While driving through northeastern New Jersey recently, my wife and I made a detour to see a rock outcrop I had read about but never seen. It's located in the middle of a private housing development in Hamburg, a small town in northwestern New Jersey. It's a beautiful rock outcrop but also geologically significant.
This particular dolostone was deposited between the Middle Cambrian to the start of the Ordovician Periods of geologic time - roughly 500 million years ago. At that time, North America was rotated 90° clockwise and what's now the east coast of the United States was the south coast and in subtropical southern latitudes. The area was under seawater and part of the continental shelf. You can see similar dolostones of the same age here in the Hudson Valley. They're called the Wappinger Group and are well exposed in eastern Dutchess County - here are some SUNY Ulster students examining the rock on Lime Kiln Road off I-84 near Fishkill.

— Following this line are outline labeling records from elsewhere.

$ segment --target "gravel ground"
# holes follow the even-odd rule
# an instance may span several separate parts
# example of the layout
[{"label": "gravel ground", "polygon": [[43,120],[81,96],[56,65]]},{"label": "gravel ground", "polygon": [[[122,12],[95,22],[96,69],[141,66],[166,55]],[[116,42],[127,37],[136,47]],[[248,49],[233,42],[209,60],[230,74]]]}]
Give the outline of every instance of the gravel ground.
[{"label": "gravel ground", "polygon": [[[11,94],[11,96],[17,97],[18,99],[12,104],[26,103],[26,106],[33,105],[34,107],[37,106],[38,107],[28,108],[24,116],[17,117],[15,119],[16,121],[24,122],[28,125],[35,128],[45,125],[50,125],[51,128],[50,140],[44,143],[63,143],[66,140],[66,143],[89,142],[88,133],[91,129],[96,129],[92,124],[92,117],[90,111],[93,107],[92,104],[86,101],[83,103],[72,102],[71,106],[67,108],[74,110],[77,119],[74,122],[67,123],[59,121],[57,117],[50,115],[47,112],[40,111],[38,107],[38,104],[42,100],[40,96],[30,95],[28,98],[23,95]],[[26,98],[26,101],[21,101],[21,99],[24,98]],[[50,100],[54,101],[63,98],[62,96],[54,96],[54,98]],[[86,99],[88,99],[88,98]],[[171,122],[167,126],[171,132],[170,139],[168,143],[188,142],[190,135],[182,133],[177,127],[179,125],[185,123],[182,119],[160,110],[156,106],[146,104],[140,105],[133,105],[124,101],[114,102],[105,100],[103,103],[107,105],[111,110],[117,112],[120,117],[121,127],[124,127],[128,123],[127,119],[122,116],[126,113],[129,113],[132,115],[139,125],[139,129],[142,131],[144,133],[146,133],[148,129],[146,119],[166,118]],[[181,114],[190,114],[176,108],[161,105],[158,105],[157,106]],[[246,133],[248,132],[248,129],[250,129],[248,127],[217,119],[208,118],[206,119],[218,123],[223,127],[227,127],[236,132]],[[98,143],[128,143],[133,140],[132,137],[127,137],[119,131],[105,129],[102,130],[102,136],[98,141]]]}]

When these rocks were being deposited as seafloor sediments, there was no life at all on land. The seas were teeming with marine invertebrates and even a few early chordates (eel-like animals) but no true vertebrates (fish) yet. But, for almost 3 billion years (yes, billion!), a very special group of organisms existed on the world's seafloors and without whom there would possibly be no animal life on Earth.
The fossils in the Hamburg, NJ outcrop are called stromatolites. They actually formed from single-celled bacteria called cyanobacteria (cyan referring to a blue-green color). Cyanobacteria were among the first organisms on Earth to develop the process of photosynthesis - something today we associate with green plants. Photosynthesis basically takes water and carbon dioxide, with the energy of sunlight, and creates glucose (a simple sugar) and oxygen as a waste product.
The early Earth's atmosphere had no oxygen. It did, however, have plenty of carbon dioxide. Mats of these cyanobacteria sat on the shallow seafloor and happily photosynthesized carbon dioxide into oxygen. For billions of years. Once oxygen levels built up enough, simple bacterial cells evolved (through a process called endosymbiosis) into more complex cells with a nucleus and organelles. This led, in short order (geologically-speaking) to multicellular life (metazoans) which used the oxygen now existing in the atmosphere.
Even though the individual cyanobacteria cells were microscopic, together they formed sticky mats on the seafloor which trapped sediments over time. The bacterial cells grew up on top of the sediments and trapped some more. Over and over again eventually forming finely laminated mounds of sediment. While the cyanobacteria themselves were not preserved, the layered mounds were and are called stromatolites. Stromatolite fossils are found in other places - here in New York you can also view them (about the same age as those in New Jersey) just east of Saratoga Springs at a place called Lester Park.
Stromatolites still exist today, although they are quite rare and found only in a few environments (most notably, Shark Bay in Western Australia). Half a billion years ago, in shallow subtropical waters of a continental shelf in what's now New Jersey, these stromatolites lived their lives.
Thank them - the oxygen they produced made it possible for our earliest ancestors to evolve.